Ma naissance fut pour le moins indésirable. Si j'en crois la rumeur familiale, ma mère dansait et se déchaînait frénétiquement avec le vif espoir que le fœtus ne résisterait pas. Là, commence l'acharnement prénatal plus condamnable que l'avortement, plus lâche aussi. Pauvre fœtus ! Comme il dut lutter avec pugnacité !
Papa, disparu dans d'atroces souffrances, était issu d'une famille pauvre, pour laquelle se nourrir chaque jour restait incertain. Le respect d'autrui, la soif de connaissances, voilà ce que grand-mère Marie a su inculquer à ses quatre enfants. Seule, elle les éleva, tous menèrent à bien leur vie sociale et professionnelle. En revanche, sur le plan familial, pour chacun d'eux et leur progéniture, ce fut un cuisant échec !

Anne, ma mère, fille de commerçant, avec sa sœur Line, avait été élevée dans un milieu bourgeois décadent. Une « boniche » était là, intégrée à la famille, partageait ce qui pouvait l'être et cette présence marquait bien cette qualité de « bourgeois » qui restait la préoccupation fondamentale.
Mon grand-père maternel partit (abandonnant femme, enfants, commerce) poursuivre sa vie, dans le Nord de la France, avec une autre compagne.
Petite fille, je vivais chez grand-mère Laure. J'ai rencontré la compagne de mon grand-père, venue pour je ne sais quelle raison. Des bruits de disputes retentissaient dans la maison.

Je ne comprenais pas qu'il s'agissait tout simplement de grand-mère Laure qui tentait, vainement de rattraper l'infidèle... Bien sûr, maman était là !
Née, je ne sais trop par suite de quel miracle, je dus manifestement à un autre miracle ma survie. Mes deux premières années, d'après ce que j'appris plus tard, ma vie ne tenait qu'à un fil ténu, se déroulant entre « l'Hôpital des Enfants Malades » et les deux pièces de grand-mère Laure qui m'entoura de tout son amour et chez laquelle je vécus jusqu'à l'âge de douze ans.

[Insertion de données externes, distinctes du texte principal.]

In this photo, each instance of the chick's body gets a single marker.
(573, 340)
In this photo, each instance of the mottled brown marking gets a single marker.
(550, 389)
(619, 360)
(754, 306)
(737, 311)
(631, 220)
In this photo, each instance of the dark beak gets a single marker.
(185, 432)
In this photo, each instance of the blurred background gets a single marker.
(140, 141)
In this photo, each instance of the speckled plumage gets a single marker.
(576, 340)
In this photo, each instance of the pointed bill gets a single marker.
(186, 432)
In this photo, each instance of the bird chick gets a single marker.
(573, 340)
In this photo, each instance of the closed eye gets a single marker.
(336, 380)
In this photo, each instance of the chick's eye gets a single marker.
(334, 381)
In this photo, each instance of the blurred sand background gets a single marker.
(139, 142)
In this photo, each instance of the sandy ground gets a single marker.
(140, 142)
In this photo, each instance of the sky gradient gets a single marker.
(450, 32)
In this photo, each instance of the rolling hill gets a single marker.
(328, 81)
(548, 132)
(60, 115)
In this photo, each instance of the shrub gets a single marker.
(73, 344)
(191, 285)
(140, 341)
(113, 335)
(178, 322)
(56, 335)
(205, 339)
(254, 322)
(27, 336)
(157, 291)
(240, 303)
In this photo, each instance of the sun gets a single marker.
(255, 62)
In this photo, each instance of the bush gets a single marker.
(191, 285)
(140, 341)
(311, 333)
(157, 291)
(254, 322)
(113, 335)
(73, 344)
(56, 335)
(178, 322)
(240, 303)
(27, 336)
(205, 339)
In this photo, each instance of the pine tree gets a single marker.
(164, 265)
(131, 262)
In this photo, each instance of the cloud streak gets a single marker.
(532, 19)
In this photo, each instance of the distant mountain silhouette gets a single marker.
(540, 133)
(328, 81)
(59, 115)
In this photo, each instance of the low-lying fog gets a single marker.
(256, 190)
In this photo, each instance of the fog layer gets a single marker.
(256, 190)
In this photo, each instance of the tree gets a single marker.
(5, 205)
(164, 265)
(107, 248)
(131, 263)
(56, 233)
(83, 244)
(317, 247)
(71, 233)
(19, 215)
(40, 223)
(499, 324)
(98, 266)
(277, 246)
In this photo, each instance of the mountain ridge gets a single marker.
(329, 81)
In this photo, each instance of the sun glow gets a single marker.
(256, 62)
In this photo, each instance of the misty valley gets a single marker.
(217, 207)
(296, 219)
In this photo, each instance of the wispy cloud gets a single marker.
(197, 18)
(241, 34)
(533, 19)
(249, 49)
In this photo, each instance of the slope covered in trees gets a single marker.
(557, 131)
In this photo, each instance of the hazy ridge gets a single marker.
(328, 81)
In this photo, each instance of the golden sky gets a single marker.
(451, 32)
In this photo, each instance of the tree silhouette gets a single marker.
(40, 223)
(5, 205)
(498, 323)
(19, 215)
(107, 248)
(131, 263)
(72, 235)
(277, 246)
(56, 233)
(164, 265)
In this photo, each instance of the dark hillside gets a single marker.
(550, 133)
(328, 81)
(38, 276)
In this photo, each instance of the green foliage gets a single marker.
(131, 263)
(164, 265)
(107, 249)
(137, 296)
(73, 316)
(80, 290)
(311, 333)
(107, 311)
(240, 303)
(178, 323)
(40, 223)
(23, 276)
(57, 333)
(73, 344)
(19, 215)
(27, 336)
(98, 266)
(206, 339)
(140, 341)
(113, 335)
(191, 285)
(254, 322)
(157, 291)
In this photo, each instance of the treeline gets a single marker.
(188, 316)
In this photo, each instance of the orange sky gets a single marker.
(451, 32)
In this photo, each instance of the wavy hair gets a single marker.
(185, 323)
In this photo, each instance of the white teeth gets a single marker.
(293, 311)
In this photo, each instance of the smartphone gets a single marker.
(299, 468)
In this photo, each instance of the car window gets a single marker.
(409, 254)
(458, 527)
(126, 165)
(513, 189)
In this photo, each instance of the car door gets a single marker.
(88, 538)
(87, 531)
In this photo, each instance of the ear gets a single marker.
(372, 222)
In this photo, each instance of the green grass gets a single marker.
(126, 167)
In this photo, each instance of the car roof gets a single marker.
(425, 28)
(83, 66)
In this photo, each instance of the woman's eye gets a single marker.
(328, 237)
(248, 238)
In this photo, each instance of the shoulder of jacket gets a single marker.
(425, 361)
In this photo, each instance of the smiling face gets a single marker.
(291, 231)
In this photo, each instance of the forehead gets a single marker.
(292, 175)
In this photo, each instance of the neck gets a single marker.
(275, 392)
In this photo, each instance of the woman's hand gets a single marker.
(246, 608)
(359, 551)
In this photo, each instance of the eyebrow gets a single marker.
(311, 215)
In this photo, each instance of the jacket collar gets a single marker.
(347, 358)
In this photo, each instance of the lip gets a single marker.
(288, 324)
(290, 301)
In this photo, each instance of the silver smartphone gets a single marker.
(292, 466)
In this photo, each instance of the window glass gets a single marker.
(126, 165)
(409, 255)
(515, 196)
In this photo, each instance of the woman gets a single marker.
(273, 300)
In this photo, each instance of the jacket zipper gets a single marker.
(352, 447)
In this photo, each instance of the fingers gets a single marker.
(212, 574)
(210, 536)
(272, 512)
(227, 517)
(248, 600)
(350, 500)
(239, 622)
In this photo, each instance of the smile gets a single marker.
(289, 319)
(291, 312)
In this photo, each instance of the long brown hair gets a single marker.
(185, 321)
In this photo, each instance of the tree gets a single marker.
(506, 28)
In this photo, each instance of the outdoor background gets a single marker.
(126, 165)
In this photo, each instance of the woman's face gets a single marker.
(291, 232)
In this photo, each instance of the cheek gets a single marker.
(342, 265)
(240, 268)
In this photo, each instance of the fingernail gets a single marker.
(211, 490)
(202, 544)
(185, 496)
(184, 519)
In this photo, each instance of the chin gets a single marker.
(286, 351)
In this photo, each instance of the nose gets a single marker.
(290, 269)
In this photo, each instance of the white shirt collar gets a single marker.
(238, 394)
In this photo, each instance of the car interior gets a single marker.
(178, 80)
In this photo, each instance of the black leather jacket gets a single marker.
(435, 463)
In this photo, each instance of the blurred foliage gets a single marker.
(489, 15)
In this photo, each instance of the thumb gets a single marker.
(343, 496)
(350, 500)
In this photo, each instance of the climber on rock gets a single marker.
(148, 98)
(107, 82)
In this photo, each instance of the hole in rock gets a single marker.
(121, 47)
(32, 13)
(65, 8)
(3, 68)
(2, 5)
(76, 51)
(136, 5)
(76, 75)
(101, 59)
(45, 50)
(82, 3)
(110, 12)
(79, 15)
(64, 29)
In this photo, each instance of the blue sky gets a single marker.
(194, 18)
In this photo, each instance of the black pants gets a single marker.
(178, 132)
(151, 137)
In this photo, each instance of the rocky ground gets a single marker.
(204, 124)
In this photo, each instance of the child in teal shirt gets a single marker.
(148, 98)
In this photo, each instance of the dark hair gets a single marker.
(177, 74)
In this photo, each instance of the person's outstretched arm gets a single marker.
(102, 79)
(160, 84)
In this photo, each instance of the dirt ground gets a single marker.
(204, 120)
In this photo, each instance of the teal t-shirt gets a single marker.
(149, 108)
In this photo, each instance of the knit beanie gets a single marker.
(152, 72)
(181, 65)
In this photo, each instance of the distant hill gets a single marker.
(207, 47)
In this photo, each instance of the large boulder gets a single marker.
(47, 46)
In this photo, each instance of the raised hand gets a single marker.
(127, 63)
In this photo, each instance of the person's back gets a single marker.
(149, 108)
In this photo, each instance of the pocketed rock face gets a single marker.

En 1976, je me suis rendue à l'Hôpital. Cette allée interminable, bordée d'arbres, devait tout de même me reconnaître ! J'avais le secret espoir que derrière la baie vitrée, un docteur sortirait d'un tiroir mon dossier médical... La réalité fut toute autre et tranchante comme la lame d'un couperet :
– Madame, je suis désolé, nous ne conservons les dossiers que vingt-cinq ans.
Née en 1949, mes deux premières années, effacées, gommées, balayées...
Ma plus fidèle compagne, fut la maladie. Si elle m'affligeait d'une otite ou d'une infection quelconque, je me retrouvais alitée – le jeûne, était d'avis familial déjà un bon remède – nourrie d'une soupe panade (mélange de pain dans de l'eau bouillie). Souvenir gustatif qui n'excite en rien mes papilles !
Papa souffrait d'une maladie, dite contagieuse, à ce titre, je ne devais pas vivre avec mes parents. Papa vivait « isolé » chez grand-mère Marie, sa mère, à six kilomètres de chez grand-mère Laure.
Onze années durant, maman chevauchait, par tous les temps, son vélo, le soir, pour rejoindre son mari et revenait par le même moyen de transport le matin.
Le microbe qui rongeait malignement papa était très discipliné. Il s'immisçait au sein du couple dès dix-neuf heures et le quittait le matin à sept heures ! Il ne devait pas apprécier le trajet matinal en deux roues... !
Dès son arrivée, maman me conduisait en classe avant d'aller effectuer quelques heures de ménage chez les commerçants du quartier, tout comme grand-mère Laure.